Renata followed this up with an email. In response to my
these kids have been trained NOT to think, and NOT to rely on their own resources, to NOT trust themselves, to NOT believe in the value of their own experience or point of view – their “voice”, in short.
Now I won’t agree there. Just they have been trained to not put it out in the classroom, which is a group of forty people, where too much personal brou ha ha can slow the agenda, which particularly at high school is entrance examinations…so like they separate the TPO to express their thoughts. That is to say, they just don’t let it all show in the classroom, in my experience. (Elementary school is quite creative and interesting, training independent opinions and the like). I’ve been working with a mix of Japanese and foreigners in the peace education certificate, and I see the foreigners can hijack the agenda with their verbosity (me too, arggghhh), whereas the Japanese are more able to sit and listen for longer stretches and figure out independently and ask questions after class if it’s not cleared up…if the Japanese system kills belief in own voice, as you say, how come there are so many wonderful and varied voices in a group of adult Japanese people when you get together to chat…

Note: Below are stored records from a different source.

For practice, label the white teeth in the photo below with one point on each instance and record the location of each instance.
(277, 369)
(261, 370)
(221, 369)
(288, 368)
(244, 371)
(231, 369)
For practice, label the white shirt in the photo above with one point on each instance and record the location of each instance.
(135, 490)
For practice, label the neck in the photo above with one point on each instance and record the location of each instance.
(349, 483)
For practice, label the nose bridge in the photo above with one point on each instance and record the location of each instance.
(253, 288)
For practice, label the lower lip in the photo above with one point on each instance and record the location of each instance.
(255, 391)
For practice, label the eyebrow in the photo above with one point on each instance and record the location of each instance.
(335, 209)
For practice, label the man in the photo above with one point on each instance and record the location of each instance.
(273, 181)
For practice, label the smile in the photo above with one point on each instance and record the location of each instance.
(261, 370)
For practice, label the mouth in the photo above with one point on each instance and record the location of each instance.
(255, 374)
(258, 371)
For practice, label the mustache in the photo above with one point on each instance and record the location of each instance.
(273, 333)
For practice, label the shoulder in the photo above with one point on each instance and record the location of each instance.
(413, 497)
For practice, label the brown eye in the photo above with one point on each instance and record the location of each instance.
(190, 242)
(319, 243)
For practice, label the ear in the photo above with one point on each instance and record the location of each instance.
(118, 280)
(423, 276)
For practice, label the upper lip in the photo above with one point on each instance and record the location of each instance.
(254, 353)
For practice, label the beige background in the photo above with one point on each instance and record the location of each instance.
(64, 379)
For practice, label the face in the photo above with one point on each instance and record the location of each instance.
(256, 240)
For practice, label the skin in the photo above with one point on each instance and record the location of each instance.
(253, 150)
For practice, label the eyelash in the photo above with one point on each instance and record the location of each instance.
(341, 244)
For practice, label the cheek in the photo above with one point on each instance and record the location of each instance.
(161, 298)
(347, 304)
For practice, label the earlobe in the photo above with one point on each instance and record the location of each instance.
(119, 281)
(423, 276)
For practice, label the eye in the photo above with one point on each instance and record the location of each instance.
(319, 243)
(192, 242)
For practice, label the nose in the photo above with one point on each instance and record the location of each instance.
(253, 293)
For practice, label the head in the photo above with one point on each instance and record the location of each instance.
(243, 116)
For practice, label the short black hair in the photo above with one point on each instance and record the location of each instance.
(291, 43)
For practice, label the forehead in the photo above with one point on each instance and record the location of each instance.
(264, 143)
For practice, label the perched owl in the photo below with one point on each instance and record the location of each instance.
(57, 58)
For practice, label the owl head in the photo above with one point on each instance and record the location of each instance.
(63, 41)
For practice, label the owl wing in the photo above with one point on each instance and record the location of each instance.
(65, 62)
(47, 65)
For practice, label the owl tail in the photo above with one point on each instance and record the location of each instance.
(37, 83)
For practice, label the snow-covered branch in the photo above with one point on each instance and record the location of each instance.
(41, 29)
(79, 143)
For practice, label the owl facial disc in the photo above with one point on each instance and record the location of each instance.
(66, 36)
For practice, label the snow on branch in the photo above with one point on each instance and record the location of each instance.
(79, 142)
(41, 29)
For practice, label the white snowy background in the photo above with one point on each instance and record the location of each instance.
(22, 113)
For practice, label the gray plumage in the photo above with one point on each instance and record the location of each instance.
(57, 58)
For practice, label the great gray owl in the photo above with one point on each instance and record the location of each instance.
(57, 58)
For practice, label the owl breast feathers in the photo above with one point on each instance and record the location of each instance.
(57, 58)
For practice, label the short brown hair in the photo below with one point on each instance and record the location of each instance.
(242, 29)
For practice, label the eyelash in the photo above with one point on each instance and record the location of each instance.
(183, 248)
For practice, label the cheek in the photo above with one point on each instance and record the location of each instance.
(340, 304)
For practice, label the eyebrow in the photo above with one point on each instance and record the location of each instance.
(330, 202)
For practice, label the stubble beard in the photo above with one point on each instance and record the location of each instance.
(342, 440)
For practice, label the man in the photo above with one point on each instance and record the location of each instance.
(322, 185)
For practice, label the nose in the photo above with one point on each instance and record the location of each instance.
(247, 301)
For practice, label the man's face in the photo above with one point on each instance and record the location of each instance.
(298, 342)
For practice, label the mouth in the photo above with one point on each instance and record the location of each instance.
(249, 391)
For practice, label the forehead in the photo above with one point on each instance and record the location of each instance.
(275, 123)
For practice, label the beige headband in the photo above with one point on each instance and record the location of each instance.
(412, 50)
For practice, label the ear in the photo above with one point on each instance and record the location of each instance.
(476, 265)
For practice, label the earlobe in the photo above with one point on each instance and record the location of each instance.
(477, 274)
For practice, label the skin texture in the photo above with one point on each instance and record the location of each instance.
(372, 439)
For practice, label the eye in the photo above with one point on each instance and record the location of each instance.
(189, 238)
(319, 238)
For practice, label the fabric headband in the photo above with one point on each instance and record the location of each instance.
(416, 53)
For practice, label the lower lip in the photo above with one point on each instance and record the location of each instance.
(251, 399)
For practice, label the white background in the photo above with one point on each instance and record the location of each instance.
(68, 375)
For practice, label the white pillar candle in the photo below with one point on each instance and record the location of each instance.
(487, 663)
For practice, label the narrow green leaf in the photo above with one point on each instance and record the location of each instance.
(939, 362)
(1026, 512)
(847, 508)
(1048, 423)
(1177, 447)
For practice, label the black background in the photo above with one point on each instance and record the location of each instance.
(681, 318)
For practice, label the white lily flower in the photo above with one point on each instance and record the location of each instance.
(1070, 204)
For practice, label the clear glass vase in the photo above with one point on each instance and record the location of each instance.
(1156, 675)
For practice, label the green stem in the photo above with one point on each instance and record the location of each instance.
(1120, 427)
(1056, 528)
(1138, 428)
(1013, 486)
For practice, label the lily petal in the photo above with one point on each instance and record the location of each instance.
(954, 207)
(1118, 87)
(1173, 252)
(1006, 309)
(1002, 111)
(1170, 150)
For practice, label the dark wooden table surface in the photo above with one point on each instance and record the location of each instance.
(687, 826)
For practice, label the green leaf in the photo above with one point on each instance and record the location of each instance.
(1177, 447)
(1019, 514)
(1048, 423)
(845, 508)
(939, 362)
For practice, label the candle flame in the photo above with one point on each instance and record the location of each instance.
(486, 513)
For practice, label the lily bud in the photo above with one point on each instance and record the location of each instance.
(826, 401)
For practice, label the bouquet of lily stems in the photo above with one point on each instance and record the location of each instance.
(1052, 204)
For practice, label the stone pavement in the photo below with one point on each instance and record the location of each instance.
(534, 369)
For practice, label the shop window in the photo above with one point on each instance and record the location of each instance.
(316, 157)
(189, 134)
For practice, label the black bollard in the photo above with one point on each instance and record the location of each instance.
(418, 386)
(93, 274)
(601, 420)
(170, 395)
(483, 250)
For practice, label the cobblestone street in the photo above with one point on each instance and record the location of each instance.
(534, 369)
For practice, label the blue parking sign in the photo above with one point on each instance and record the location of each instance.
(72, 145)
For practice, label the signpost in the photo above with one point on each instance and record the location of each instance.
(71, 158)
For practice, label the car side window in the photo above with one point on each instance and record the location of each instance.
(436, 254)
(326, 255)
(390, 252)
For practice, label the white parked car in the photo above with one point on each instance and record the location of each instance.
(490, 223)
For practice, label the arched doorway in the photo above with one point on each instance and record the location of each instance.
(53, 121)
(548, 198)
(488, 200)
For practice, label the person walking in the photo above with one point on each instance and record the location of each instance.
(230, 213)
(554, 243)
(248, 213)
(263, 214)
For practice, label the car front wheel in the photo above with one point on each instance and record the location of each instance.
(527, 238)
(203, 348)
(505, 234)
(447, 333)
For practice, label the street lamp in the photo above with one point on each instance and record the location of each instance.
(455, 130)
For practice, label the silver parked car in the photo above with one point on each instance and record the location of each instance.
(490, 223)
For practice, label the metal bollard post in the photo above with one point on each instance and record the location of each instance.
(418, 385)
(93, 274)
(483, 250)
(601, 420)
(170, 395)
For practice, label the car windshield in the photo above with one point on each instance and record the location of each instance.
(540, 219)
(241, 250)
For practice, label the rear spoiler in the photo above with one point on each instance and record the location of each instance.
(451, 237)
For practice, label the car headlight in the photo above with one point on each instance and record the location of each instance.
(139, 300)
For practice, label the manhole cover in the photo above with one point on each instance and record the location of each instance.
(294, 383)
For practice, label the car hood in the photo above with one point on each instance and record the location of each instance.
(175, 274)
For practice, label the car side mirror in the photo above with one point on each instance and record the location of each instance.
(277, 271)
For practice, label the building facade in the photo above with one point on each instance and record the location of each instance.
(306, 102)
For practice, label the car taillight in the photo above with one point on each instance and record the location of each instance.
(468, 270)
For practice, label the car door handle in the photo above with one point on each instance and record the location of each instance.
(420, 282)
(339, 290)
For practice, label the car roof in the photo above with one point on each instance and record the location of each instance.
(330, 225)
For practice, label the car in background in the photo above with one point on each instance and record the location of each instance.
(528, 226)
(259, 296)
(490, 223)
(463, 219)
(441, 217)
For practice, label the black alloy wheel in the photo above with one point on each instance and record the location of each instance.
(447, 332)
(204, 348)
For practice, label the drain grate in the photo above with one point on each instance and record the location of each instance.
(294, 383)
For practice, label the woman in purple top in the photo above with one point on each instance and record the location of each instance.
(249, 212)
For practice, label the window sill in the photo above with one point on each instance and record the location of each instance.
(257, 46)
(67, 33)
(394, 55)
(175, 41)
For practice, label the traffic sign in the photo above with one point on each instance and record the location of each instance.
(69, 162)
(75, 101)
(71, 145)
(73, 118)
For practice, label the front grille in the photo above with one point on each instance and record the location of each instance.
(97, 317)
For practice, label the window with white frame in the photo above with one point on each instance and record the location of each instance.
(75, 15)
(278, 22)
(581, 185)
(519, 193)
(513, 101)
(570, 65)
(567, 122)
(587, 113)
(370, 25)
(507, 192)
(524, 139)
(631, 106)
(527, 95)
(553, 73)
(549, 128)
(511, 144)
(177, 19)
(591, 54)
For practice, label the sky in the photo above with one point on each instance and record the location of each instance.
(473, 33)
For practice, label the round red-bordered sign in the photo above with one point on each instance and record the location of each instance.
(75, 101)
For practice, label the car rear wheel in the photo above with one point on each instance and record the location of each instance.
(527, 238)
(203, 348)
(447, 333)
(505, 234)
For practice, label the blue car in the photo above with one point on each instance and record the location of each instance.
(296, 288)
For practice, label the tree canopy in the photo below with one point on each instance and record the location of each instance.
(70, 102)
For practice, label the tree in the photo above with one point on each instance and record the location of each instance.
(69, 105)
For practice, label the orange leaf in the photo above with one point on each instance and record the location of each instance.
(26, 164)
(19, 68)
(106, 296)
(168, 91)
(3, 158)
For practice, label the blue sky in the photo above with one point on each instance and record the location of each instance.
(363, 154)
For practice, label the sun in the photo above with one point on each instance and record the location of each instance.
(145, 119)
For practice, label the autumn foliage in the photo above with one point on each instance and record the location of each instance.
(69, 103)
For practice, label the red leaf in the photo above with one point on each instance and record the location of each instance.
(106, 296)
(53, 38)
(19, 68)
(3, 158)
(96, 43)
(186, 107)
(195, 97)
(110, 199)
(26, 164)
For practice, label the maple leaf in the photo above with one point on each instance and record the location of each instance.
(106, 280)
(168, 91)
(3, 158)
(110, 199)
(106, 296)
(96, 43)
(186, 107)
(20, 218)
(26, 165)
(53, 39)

I agree. Japanese group dynamics mean that you really don’t want to stick your neck out in a large group, because as they say the nail that sticks out gets hammered. But that doesn’t explain the “stupid” behaviour in class which I described here and here. I’m not trying to make sweeping generalizations about the Japanese population, I’m trying to understand what is going in my classroom, which is where I work. It’s all very well to say Japanese are quite vocal, creative and forthcoming in informal settings with people they feel comfortable with (that’s probably true of just about anybody, too); the logical extension of that is to abandon the classroom and classes and work with people in informal groups, which is certainly not a bad idea, and one that has been developed by at least 2 EFL materials developers.
I KNOW they are creative and intelligent. And I’m NOT asking them to show it all off in front of everyone. I’ll illustrate with an actual example. In my classes, students work in groups of 2-4, with a text and CD, at their own pace. I wander around sticking my nose and giving advice, making corrections (pronunciation usually). I come to one group of 3 girls, 2 of whom are practising a dialogue. The third mutters “I don’t get it, I don’t get it.” I ask her what she doesn’t get, but she can’t tell me. She can’t (or won’t) identify what it is that is her stumbling block. She won’t give me any help to help her. I suggest we go thru the dialogue and check her understanding, line by line. This way, we identify the problem: “as far as”. She’s with 2 other girls, and this group’s been working together for months. She doesn’t ask her friends what the phrase means, or ask to borrow their dictionaries (she doesn’t have her own, surprise surprise). All the students in this class signed up voluntarily, even knowing that it would be harder than the regular class, and they all RE-signed up again in the second semester, too (even tho they could drop out).
Then I stay and listen as she practises the dialogue with a partner (I even had to prod her to do this, to move onto speaking after listening and writing). She seems to have trouble even remembering very short phrases. She often seems about to give up. She obviously has little confidence in herself, and this isn’t about not wanting to “stick out” because both her partners are quicker and more fluent than she is. Maybe she’s just not that interested in learning English, but if that’s the case, why sign up for my class? Why tell me “I don’t get it” when I come near? That’s obviously a request for help.
I give her as much encouragement (stick and carrot) as I can, but I can’t shake this feeling that she’s either playing stupid, or she’s exhibiting behaviour which she thinks/feels is normal or required for class but which involves making herself more stupid than she really is. And most of the other students are not that way (or at least, not as bad!